Funcionarios explicaron que la normativa permitirá a las autoridades deportar a aquellos que no cumplan con estrictos estándares de evaluación. Esta política se implementará cuando las solicitudes diarias superen las 2.500 durante una semana y se relajará si caen a menos de 1.500 en un promedio de 14 días.
“Esta es una acción decisiva para fortalecer nuestra seguridad y gestionar efectivamente nuestro sistema migratorio”, indicó Emily Mendrala, Asesora Principal para Migración y Coordinación de la Frontera Suroeste. Además, señaló que, ante la falta de acción del Congreso en los últimos tres años, el presidente Biden ha optado por actuar unilateralmente.
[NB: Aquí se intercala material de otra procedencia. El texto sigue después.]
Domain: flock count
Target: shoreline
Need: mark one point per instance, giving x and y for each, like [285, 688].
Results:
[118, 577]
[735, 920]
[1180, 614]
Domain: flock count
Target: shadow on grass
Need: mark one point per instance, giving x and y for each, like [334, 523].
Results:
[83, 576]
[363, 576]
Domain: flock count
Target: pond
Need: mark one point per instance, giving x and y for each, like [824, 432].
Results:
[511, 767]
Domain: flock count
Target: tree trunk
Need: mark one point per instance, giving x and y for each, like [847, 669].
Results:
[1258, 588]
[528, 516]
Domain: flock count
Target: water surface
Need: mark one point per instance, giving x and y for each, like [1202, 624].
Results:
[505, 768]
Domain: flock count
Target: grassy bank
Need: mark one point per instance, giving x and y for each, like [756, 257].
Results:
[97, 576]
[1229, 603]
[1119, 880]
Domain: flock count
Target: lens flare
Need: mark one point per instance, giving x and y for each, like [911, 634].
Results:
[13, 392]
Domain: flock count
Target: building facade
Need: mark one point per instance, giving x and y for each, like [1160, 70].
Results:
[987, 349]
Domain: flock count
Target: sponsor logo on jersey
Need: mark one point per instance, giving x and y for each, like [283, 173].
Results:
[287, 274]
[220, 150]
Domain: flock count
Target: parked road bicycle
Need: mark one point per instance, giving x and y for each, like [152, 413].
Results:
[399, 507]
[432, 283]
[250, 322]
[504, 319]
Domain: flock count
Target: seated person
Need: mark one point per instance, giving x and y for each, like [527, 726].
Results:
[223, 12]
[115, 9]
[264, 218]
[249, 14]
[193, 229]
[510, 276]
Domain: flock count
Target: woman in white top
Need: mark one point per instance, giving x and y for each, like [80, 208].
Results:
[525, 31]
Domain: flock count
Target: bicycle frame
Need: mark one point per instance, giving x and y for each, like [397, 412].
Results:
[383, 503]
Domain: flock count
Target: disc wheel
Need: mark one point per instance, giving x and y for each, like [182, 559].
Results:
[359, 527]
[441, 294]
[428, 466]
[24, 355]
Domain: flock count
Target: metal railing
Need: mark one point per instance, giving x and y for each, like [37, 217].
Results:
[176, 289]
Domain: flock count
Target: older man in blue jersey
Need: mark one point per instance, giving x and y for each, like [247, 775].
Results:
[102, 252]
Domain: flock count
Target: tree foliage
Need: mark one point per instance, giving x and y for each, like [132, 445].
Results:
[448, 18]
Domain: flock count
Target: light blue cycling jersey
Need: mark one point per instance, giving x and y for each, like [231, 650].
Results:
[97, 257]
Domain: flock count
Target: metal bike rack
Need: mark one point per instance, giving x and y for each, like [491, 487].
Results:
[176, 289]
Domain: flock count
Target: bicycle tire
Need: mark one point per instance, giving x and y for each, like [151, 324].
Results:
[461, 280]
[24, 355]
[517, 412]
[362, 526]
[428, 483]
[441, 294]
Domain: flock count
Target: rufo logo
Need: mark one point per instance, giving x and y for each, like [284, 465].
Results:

Blas Nuñez-Neto, subsecretario de Política Fronteriza e Inmigración, destacó la urgencia de la medida y mencionó los “despliegues récord” de personal y recursos a la frontera, así como la expansión de canales legales para migración.
Las nuevas regulaciones también contemplan excepciones para casos humanitarios y situaciones de emergencia, asegurando un enfoque balanceado en su aplicación. Asimismo, las autoridades judiciales han recibido mayores atribuciones para atender y procesar casos con mayor celeridad.
Estados Unidos ha visto un incremento significativo en las solicitudes de asilo desde 2020, con más de 750.000 personas expulsadas en el último año, la cifra más alta desde 2010. Esta política se suma a los esfuerzos colaborativos con países de la región para abordar la migración de manera integral y regional.